According to its website, Warrior Canine Connection “utilizes a Mission Based Trauma Recovery model to help recovering Warriors reconnect with life, their families, their communities, and each other.” The Warriors work with dogs from puppyhood through adulthood, training them to be service dogs for wounded Warriors.

“Warrior Trainers benefit from the animal-human connection, while wounded Warriors receive the support that a service dog can provide,” the site says.

The program was operating in three locations: Walter Reed National Military Medical Center in Bethesda, Maryland; Department of Veterans Affairs Medical Center in Menlo Park, California, and Warrior Transition Unit in Fort Belvoir, Virginia; with a fourth on the way in Boyds, Maryland.

Last month, on Oct. 27, the dog training staff at Fort Belvoir and at the Walter Reed National Military Medical Center were told to leave their offices that afternoon.

“At two o’clock in the afternoon, I received a phone call saying there was a stop work order.

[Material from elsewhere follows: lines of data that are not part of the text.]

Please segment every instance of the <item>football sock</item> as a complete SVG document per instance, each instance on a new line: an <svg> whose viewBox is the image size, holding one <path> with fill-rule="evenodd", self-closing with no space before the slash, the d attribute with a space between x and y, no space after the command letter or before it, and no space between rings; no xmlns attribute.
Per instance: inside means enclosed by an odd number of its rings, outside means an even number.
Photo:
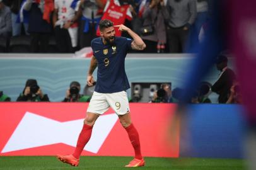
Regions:
<svg viewBox="0 0 256 170"><path fill-rule="evenodd" d="M139 133L134 127L133 124L131 124L129 127L125 128L126 131L128 133L129 138L132 143L133 149L135 152L135 158L138 159L143 159L141 152L141 144L139 143Z"/></svg>
<svg viewBox="0 0 256 170"><path fill-rule="evenodd" d="M93 127L84 124L82 130L78 137L76 149L73 154L73 156L79 159L85 145L88 142L91 135Z"/></svg>

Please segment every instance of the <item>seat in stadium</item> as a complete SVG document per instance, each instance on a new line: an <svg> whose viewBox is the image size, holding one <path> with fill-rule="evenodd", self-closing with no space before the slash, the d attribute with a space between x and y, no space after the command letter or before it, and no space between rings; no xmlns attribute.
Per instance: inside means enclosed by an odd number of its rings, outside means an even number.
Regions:
<svg viewBox="0 0 256 170"><path fill-rule="evenodd" d="M31 52L32 38L30 35L14 36L11 38L9 52L12 53Z"/></svg>
<svg viewBox="0 0 256 170"><path fill-rule="evenodd" d="M7 40L0 37L0 53L6 52L7 51Z"/></svg>

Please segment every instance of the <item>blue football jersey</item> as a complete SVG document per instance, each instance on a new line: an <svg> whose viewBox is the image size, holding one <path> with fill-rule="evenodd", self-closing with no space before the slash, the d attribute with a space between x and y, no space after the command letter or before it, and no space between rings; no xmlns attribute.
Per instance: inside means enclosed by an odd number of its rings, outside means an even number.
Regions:
<svg viewBox="0 0 256 170"><path fill-rule="evenodd" d="M102 38L93 39L91 48L98 63L97 82L95 91L112 93L130 88L124 68L124 62L133 40L115 37L113 45L105 45Z"/></svg>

There was no explanation whatsoever as to why that was the decision,” explained Warrior Canine Connection Executive Director Rick Yount, according to WTOP.

He has been unable to get answers as to why and explained that as far as he knows, there haven’t been any complaints about the dogs or the service they provide.

“We’re trying to get answers. Why would — all of the sudden — a program be halted that was serving patients?” Yount asked. “We’ve heard absolutely nothing.”

The Warrior Canine Connection’s contract with Fort Belvoir was not set to expire until 2019.

“There’s no question that this program saves lives,” he said, recalling that some of the veterans who participated in the training program told him that being visited by the dogs and training with them gave them a reason to get out of bed in the morning.